Ce dernier, à son tour, investi par des forces organisées hétérogènes qui ne prônaient pas une rupture radicale et un affrontement global ou étaient en incapacité de le faire, n’a pu déployer une stratégie de lutte à même de transformer les rapports de forces et de cristalliser une crise politique ouverte. Mais au-delà de ces constats, la question est de savoir pourquoi il n’ y a pas eu de mouvement populaire qui déborde les organisations et d’où viennent les capacités d’ajustement du pouvoir ou, dit autrement, quels sont les « ressources de domination » qui ont permis d’absorber la plus importante contestation depuis l’indépendance. Cet élément est important et permet de prendre une distance par rapport à l’analyse qui considère la région comme un tout homogène ou une simple chaîne de dominos.
D’une manière schématique, le pouvoir présente plusieurs particularités.
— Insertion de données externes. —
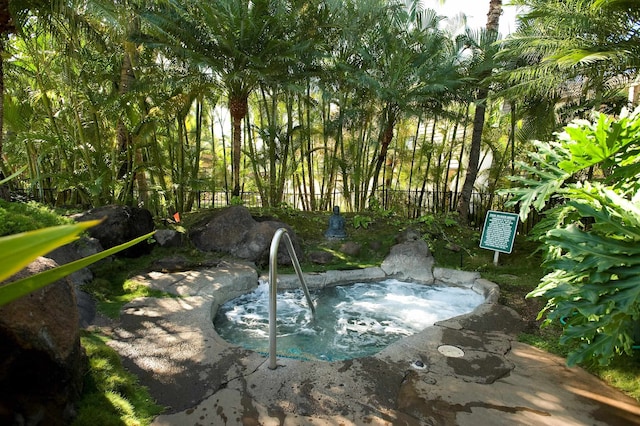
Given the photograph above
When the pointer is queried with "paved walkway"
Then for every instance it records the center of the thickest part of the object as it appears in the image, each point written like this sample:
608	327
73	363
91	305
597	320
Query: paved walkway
171	345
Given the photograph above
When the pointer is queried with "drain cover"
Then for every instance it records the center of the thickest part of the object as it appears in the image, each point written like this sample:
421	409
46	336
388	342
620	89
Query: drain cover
451	351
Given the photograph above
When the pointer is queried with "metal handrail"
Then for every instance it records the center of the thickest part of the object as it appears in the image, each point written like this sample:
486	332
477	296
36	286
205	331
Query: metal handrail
273	287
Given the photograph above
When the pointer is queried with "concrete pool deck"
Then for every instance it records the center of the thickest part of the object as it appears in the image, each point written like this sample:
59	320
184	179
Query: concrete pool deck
171	344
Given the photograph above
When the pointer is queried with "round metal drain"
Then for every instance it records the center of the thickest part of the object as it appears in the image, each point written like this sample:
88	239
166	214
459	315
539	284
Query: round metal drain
451	351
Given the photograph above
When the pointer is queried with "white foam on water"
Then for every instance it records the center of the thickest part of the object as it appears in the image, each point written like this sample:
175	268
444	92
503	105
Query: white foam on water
352	320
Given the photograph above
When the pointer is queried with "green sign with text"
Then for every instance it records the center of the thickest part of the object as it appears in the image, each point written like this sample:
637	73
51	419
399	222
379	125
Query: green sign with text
499	231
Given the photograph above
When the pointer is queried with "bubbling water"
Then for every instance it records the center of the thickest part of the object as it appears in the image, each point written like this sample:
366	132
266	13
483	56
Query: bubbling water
352	320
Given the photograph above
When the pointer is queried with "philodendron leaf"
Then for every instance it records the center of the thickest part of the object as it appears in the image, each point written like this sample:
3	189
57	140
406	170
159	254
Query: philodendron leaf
24	286
19	250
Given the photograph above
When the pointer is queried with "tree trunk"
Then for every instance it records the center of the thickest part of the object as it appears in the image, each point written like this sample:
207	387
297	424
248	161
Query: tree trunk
493	19
238	106
4	189
123	136
385	141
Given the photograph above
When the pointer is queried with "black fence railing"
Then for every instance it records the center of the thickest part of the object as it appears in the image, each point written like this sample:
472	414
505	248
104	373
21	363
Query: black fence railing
411	204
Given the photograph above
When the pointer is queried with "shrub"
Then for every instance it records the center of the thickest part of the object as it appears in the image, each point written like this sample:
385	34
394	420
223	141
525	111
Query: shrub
22	217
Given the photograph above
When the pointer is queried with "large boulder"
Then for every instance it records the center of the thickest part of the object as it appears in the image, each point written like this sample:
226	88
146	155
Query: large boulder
223	230
120	224
411	260
234	231
68	253
41	361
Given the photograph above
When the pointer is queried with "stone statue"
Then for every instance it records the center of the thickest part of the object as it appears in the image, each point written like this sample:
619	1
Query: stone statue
336	225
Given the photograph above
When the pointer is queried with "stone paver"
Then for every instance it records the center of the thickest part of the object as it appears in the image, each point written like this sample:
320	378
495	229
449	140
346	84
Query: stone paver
172	345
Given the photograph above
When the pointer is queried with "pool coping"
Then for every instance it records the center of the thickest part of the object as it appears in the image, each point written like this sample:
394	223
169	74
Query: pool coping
172	346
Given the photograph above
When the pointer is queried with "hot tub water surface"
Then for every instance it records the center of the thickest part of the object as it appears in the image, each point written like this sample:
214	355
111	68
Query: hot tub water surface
352	321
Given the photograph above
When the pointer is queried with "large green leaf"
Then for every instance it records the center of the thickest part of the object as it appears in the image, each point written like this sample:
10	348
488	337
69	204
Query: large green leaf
19	250
22	287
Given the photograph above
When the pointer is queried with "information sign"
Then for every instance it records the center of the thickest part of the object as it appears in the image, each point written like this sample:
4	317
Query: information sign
499	231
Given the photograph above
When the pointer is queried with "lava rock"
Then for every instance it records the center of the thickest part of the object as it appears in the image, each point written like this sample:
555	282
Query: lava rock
120	224
168	238
321	257
233	230
350	248
41	361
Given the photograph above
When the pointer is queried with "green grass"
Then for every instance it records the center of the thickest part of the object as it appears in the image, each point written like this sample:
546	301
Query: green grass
16	217
112	396
452	245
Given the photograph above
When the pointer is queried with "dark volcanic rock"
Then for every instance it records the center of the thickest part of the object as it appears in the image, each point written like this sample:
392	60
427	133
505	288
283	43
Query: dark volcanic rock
321	257
121	224
224	229
233	230
41	360
350	248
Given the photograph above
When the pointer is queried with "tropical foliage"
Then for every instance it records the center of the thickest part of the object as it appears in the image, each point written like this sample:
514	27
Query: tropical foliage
586	180
19	250
309	104
268	97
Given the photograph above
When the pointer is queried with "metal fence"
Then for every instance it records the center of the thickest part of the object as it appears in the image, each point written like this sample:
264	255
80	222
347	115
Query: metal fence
411	204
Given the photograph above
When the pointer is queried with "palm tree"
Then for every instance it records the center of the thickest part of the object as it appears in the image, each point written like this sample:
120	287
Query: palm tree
237	43
577	54
487	52
405	66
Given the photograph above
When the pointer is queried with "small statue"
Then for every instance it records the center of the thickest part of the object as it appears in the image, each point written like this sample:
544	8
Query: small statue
336	225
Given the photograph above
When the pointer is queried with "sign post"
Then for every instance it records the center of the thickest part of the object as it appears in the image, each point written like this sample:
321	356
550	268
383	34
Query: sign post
499	232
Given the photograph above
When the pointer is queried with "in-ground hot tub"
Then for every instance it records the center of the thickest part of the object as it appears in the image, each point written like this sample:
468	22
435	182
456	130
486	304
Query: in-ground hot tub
352	319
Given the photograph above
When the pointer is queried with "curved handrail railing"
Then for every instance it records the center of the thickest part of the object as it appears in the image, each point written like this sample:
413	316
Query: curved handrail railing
273	287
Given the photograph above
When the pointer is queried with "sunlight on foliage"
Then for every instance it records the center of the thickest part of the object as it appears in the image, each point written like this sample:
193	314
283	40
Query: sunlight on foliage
586	184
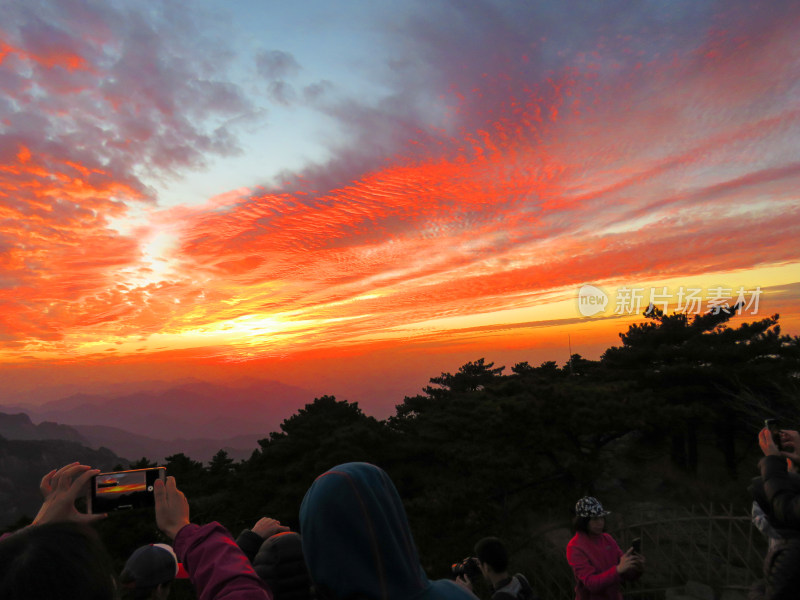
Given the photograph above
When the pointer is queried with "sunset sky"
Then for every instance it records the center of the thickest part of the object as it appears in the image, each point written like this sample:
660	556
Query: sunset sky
356	195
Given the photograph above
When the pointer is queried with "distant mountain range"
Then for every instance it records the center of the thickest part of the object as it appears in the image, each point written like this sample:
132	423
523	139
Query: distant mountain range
195	418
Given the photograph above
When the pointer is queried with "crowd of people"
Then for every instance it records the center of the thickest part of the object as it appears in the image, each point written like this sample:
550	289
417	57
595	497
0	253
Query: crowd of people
356	545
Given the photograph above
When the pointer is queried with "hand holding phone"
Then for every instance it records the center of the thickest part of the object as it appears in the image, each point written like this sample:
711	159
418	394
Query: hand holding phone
124	490
775	431
61	488
636	544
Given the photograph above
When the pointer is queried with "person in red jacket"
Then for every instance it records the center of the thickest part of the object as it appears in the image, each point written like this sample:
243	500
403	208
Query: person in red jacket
595	557
59	556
Il a une épaisseur historique : le « makhzen » est une forme de domination politique qui a accumulé un « savoir-faire » dans les gestions des dissidences depuis le XIXe siècle et qui a été préservé et renforcé par la colonisation. Il s’est appuyé sur une combinaison de violence et d’allégeances, imposant à la fois la crainte et la soumission. L’ensemble de la politique économique, au-delà de ses variations depuis l’indépendance, est resté structurée par les besoins de légitimation sociale et politique du pouvoir, y compris dans le processus d’intégration poussée à la mondialisation capitaliste.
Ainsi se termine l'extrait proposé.